My last main point for the long bar is this. There are so many factors to racing (as most know) and having guys wondering if they have their caltracs adjusted right just adds one more. With the long bars, guys put them on and they are what they are. Noting to think about or worry about. Most guys just want something to "bolt on".

I hope guys can read this thread and learn that they have to make up their own minds on what is best for them. If a guy has no money just get the $99 bars to prevent breaking the rear end. If a guy wants the "no adjustment" factor and wants what has worked for years for most others then go with the long bars. If a guy want to have "adjustability" and wants to try and squeeze every last ounce out of his stock suspension. and isn't afraid to adjust on things then try the caltracs.

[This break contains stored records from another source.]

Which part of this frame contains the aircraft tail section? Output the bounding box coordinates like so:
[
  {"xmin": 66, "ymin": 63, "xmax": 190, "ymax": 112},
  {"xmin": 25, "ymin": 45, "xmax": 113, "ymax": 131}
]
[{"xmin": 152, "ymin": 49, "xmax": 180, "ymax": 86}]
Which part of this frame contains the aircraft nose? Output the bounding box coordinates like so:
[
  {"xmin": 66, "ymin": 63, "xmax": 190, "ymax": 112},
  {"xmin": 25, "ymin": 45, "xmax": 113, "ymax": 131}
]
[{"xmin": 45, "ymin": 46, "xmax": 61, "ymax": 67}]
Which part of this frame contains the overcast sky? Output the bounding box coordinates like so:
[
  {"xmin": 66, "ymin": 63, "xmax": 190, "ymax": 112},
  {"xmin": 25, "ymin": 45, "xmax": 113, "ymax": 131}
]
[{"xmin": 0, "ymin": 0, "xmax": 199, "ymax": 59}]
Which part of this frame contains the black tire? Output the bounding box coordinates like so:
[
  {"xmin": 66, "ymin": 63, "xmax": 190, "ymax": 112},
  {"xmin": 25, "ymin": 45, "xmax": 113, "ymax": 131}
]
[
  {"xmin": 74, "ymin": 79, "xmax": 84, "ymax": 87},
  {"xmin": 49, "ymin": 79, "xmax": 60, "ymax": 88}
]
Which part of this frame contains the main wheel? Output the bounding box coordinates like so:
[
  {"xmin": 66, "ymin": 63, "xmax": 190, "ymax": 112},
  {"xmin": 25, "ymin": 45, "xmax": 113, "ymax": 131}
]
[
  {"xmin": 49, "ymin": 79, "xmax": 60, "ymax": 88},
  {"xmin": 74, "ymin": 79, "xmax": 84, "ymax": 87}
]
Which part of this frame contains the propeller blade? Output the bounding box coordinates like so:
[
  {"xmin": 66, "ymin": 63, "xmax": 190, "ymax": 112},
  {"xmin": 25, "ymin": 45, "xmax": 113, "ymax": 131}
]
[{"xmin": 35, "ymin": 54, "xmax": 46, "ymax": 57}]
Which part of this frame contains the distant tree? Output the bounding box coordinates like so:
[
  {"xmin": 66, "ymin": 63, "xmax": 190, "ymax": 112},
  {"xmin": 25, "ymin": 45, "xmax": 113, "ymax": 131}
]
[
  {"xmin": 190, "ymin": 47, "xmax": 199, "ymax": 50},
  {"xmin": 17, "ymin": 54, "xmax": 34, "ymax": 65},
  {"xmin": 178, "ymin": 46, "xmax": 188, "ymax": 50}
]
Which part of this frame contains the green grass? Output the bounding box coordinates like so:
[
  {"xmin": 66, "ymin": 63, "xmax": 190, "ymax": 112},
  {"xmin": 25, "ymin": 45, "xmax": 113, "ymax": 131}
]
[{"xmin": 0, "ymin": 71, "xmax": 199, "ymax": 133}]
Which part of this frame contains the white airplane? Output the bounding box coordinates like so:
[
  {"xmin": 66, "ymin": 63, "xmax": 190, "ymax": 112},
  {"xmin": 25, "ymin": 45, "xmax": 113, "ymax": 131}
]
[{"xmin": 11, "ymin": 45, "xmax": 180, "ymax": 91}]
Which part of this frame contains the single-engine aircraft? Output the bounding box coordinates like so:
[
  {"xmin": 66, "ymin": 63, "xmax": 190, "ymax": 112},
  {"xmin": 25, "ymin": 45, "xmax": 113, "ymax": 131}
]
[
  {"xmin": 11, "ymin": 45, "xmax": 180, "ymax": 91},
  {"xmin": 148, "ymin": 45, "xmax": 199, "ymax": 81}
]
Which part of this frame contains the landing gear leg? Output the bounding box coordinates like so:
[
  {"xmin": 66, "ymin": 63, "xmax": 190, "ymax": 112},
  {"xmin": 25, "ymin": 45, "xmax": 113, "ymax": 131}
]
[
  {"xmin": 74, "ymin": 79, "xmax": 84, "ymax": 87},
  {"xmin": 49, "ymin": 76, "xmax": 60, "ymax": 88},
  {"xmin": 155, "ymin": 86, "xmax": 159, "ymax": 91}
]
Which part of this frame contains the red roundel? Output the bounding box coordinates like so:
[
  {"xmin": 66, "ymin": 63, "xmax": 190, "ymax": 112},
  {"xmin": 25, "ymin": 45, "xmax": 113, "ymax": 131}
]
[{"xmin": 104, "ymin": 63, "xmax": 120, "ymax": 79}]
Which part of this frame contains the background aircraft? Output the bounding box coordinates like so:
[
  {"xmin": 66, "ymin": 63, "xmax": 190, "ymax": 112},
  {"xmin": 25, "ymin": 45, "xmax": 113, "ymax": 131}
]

Good luck to everyone with their decision! :thumbup:
 
after reading the entire thrad, getting confused a few times, reading some more ... seeing some arguing ... i have just one question:

What should a guy do (a guy like me) who has 2 trucks with axle flips do for a traction control/wheelhop device??
 
after reading the entire thrad, getting confused a few times, reading some more ... seeing some arguing ... i have just one question:

What should a guy do (a guy like me) who has 2 trucks with axle flips do for a traction control/wheelhop device??

My red truck had an axle flip with cal-tracs, i didnt read this post. But I know i didnt have traction problems.
 
As much as I hated my cal tracs,...I would use them on your truck just for the ground clearence.
 
they made the truck ride rough,rattled terribly....but the worked.and yes i towed with them on.
 
I'd build one on top of the springs if I was in your shoes, but I can weld/fab. It won't work as good, but in your situation I believe it's the best compromise.
 
Am I understanding correctly that the brackets that bolt to the rear end are stock on a ranger? If so then a set of stock bars from an explorer could be adapted to the lightning with just a little drilling of the frame to mount the other end. Brackets could be made easily to mount them at the springs if necessary too.
 
Am I understanding correctly that the brackets that bolt to the rear end are stock on a ranger? If so then a set of stock bars from an explorer could be adapted to the lightning with just a little drilling of the frame to mount the other end. Brackets could be made easily to mount them at the springs if necessary too.

No, the traction long bars we use are nothing like anything that came factory on a ranger or exploder. They are all aftermarket.
 
After reading this whole thread my mind is a bit boggled but very good information and loved the back and forth :) . Shows passion.

But either way i am looking at doing long bars, I have a 2" shackle drop in the back and 1" spring drop in the front. Everything else is stock but with the new shift kit and bigger injectors, intake, etc i am noticing some wheel hop and i plan on turbo or s/c in the future and would rather get it right now.

Is there a link to a kit for the long bars and if so do i sill have to fab anything when i put them on? Any write ups on how to do it?